In aerial imagery, the raster images, sets of points, lines, polygons or even 3D structures can be bound to the geographic coordinate values. Images are encoded using the GIS file formats, or accompanied by the coordinate data in the world file.

Usually, the aerial imagery datasets acquired with the UAVs, have a spatial reference information embedded in the raster files, or accompanied by a separate file containing coordinates values.

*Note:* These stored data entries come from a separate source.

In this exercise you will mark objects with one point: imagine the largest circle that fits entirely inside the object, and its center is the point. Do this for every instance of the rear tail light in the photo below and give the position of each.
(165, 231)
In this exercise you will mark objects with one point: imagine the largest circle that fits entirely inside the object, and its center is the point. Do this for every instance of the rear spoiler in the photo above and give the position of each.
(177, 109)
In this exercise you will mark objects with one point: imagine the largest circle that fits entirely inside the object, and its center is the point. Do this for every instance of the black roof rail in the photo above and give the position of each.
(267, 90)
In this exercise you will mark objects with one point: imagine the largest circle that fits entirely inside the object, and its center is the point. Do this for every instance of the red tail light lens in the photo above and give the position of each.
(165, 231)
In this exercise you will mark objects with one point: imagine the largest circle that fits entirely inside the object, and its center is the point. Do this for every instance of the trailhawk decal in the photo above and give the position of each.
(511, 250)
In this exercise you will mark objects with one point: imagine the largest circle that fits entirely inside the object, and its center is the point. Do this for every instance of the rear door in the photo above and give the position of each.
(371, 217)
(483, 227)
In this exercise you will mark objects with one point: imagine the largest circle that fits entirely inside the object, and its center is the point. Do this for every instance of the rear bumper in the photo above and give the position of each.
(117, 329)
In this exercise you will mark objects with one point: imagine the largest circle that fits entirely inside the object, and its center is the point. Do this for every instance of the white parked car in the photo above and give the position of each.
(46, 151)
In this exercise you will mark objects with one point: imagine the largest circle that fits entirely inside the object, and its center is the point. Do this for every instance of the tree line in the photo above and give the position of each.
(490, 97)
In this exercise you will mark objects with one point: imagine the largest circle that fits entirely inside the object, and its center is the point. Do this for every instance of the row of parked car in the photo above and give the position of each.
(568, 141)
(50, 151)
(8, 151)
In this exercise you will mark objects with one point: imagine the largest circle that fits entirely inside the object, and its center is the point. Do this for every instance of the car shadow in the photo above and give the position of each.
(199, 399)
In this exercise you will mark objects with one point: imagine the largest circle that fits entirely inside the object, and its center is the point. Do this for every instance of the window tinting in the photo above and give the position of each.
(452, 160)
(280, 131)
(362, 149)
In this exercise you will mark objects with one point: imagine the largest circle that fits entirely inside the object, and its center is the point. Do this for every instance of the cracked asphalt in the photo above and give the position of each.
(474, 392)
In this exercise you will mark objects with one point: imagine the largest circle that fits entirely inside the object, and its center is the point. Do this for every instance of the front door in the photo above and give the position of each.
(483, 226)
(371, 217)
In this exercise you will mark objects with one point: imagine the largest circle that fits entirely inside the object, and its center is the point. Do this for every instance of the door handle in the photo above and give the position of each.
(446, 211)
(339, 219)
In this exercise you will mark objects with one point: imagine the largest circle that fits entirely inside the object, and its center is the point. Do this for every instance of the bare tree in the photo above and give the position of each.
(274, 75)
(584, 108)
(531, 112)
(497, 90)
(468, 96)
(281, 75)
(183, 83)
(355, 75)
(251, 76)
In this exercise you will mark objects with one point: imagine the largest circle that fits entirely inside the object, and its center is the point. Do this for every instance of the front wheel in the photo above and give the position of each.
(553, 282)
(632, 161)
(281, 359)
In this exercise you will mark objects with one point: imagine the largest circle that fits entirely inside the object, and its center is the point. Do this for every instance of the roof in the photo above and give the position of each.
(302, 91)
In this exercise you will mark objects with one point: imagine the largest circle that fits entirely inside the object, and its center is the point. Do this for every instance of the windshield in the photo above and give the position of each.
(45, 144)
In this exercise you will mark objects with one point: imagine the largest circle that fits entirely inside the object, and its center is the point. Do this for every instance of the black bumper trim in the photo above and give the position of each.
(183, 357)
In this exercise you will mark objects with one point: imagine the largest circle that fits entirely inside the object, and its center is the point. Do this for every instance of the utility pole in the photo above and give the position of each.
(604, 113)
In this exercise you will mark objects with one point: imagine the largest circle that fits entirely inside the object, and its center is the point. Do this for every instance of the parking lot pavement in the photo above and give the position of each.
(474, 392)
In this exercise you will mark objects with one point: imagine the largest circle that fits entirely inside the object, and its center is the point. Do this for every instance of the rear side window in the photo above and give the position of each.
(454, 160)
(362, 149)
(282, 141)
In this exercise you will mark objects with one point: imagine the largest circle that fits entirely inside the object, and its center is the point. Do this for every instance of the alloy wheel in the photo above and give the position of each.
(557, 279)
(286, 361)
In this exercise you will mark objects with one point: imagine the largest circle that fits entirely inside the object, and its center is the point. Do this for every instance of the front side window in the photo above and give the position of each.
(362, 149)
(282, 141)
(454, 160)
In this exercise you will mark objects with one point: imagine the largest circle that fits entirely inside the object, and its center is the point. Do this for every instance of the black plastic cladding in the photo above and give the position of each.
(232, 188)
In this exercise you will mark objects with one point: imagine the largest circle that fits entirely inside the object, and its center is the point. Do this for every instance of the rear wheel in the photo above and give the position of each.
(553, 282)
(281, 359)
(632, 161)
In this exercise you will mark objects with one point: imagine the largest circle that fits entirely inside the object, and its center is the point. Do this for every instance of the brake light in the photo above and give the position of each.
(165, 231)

In comparison to georeferencing, geotagging is bounding the imagery to a geographic identification metadata, i.e. the geographic location.  Most often, the position of the photographer is associated with the geographic location while taking the photo. But for the photogrammeric purposes, the RTK (Real Time Kinematic) devices are used to acquire precision data for the professional geotagging. Hence, the object displayed in the image can be bound to highly precise coordinates. For information on how to use GCP's for georeferencing in Pixpro software, see Ground Control Point Workflow page.

Supported map projections

Supported map projections are the coordinate reference systems used worldwide to define the geographic datum. The coordinate reference systems and coordinate transformations can be global, regional, national or local. National reference systems are recommended to use in order to reflect the country's surface specifics best. The local systems provide additional data of the local post zip codes and the data alike.

The spatial references are listed on the website This is one of the most complex lists providing the references to various coordinate reference systems used worldwide.

As mentioned in previous sections, there are used different coordinate reference systems all over the world, and to read the geographic datum correctly, the coordinate transformations must be used. The website links above provide a possibility to transform the geographic datum from one reference system to the other in order to avoid reading errors and get as correct reading as possible.